In this tutorial we’re going to look at some real-world load testing examples, and discover how user-capacity analysis tells us exactly how many users the web sites can handle.

Before We Begin

There are two important points we should consider before we start.

You must have some knowledge of Load Tester, including navigating through the user interface and running load tests. See this video for a good introduction to Load Tester.
You should be aware that user-capacity analysis works hand-in-hand with two other features introduced in Load Tester 3.6, performance-goal analysis and user-level analysis.We have videos and tutorials available explaining both of those features in detail, and we recommend watching both of those first. It’s not a hard requirement, but we think you’ll get more out of this tutorial if you have a firm understanding of those other two first.

An Example Where Some Items Fail

Let’s take a look at a load test report. Here’s an example of the test summary section of the report, which is generally the first thing you see. And at the top you can see there’s a line that says “Estimated User Capacity at least 150.”

We’ll examine the User Capacity section of the report and learn how the estimate is derived and how to rearrange your testing to help Load Tester produce an accurate estimate. Let’s take a look at a simple load test result. Here’s the User Capacity section:

ucpic02

We see that the maximum number of users analyzed is 300, and that seven performance goals were analyzed to come up with the results. The bar chart shows the number of goals on the Y axis. This is the number of items for which the goals were analyzed. The X axis shows the user level. From the key below you can see that the green bars indicate items that passed the goals. Bars with red did not pass. At 200, 250 and 300 users one item that was analyzed failed our goals.

In the estimated user capacity section, Load Tester’s analysis predicts that at least 150 users can be supported by this application. That makes sense, because in testing up to 150 users, everything passed. At a 200 and beyond, everything failed. So we know that the number of users that can be supported is between 150 and 200, but we don’t have a value more precise than that. If we need a more granular result, the next step would be to run another test. Because we know that things start to fail around 200, we might ramp 25 users at a time, or perhaps just ten users at a time, and only up to 200, rather than going up to 300, since we already know that things are going to fail at 200.

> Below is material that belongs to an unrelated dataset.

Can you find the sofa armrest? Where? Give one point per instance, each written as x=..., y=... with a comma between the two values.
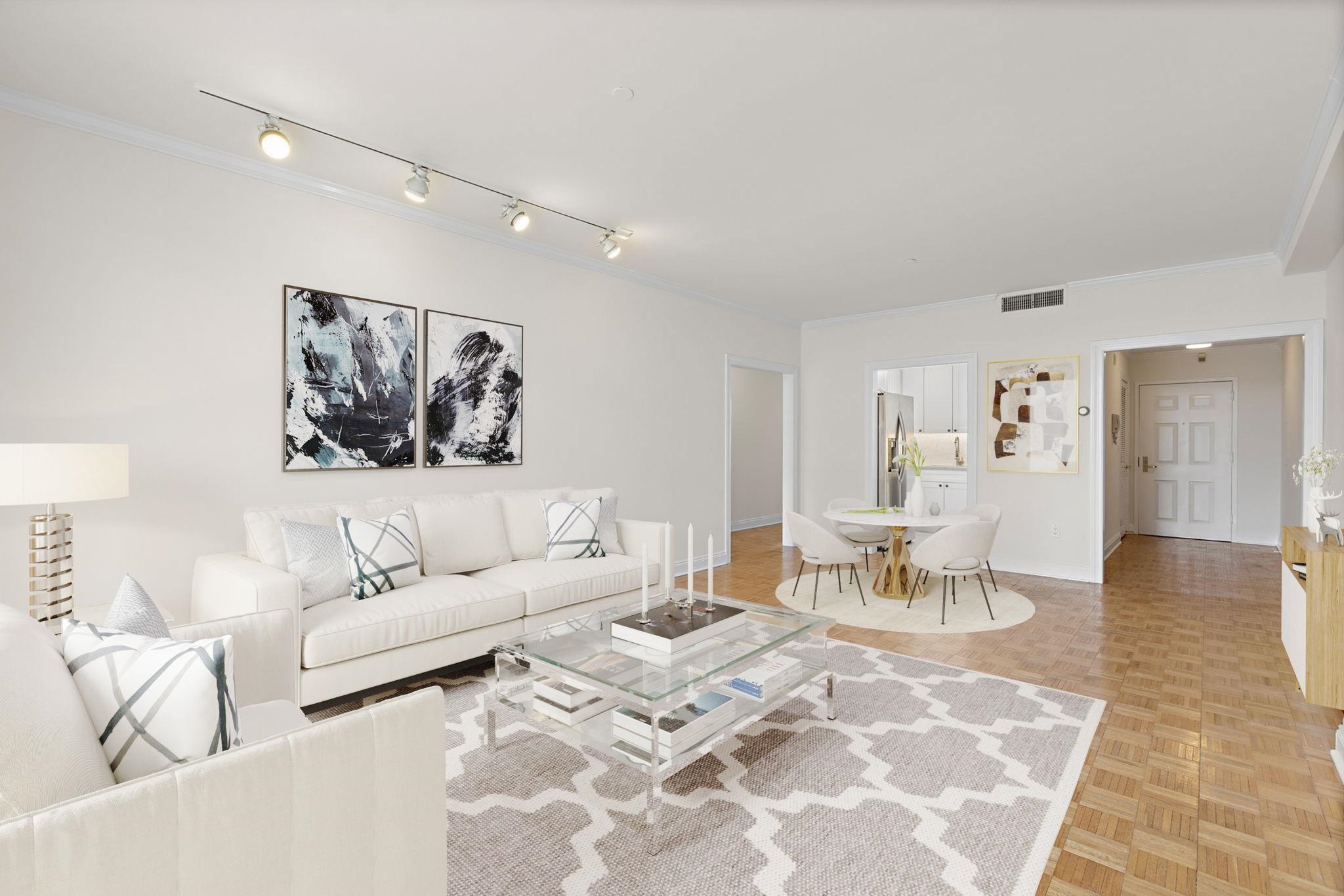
x=265, y=653
x=351, y=805
x=635, y=534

An Example Where All Items Fail

Here’s another example that’s nearly as simple.

In this test, all the goals failed for every user level analyzed. If we look up at the estimated user capacity, it now says “undetermined” and it’s “less than 48-52” because at 48 to 52 everything failed.

So, the next step in this situation would be to start with a lower number of users and ramp up more slowly. Perhaps you might start at two users and ramp up two users at a time, to somewhere around fifty users, and see if that gets you a more usable result.

An Example Where Some Items Were Not Analyzed

The blue on this chart shows that some items were not evaluated.
ucpic05

Unvaluated items occurred because some of the pages for this test, pages that had performance goals on them, did not run, or did not complete, at the 20, 40, etc. levels. As a result of this, we cannot actually be sure about the results, because we have incomplete data. So you can see up in the estimated user capacity it says maybe 100 users, because nothing failed at that point, but more likely less than 80, because one goal failed at that level. Is the capacity 100 users? Maybe, but we really need better data, in order to get a more thorough analysis.

What might have happened here? There might be a very long test case, maybe one that takes five or ten minutes, but we were only ramping up like maybe every two minutes, so at lower user levels, a lot of the pages weren’t even being completed yet. The users weren’t getting far enough in the test case to have completed those pages, and therefore we couldn’t analyze the performance at those user levels.

The next step for a result like this would be to increase the test duration, in order to ramp up more slowly.

So we might still ramp twenty users at a time, but we would allow for spending more time at twenty than at sixty. That should get more data for the algorithms to work on, and likely give a better result.

An Example Where All Items Pass

In this example we see all items passing:
ucpic06

We see that the maximum number of users analyzed is 100, and that eight performance goals were analyzed to come up with the results. In the example here, all eight items for which the goals were analyzed passed for all the user levels that were analyzed, all the way up to a hundred.

Can the Results be Extrapolated?

One of the questions that we frequently get about this analysis is, “Why does it say, ‘At least 90-100,’ instead of telling me exactly how many users?” We often hear a second part of that same question, with a bit of data included, “Look, our server was running only 50% CPU usage, so couldn’t the estimate be doubled, to 200 users?”

Hardware generally tends to scale pretty linearly if it’s the only limiting factor. So you could make a guess and say, “Ok, 50% CPU, and my network, my memory and my disk I/O usage all show good numbers, so we could do 200 users.” But that guess includes the assumption that your software is configured, tuned and designed properly to scale to that level.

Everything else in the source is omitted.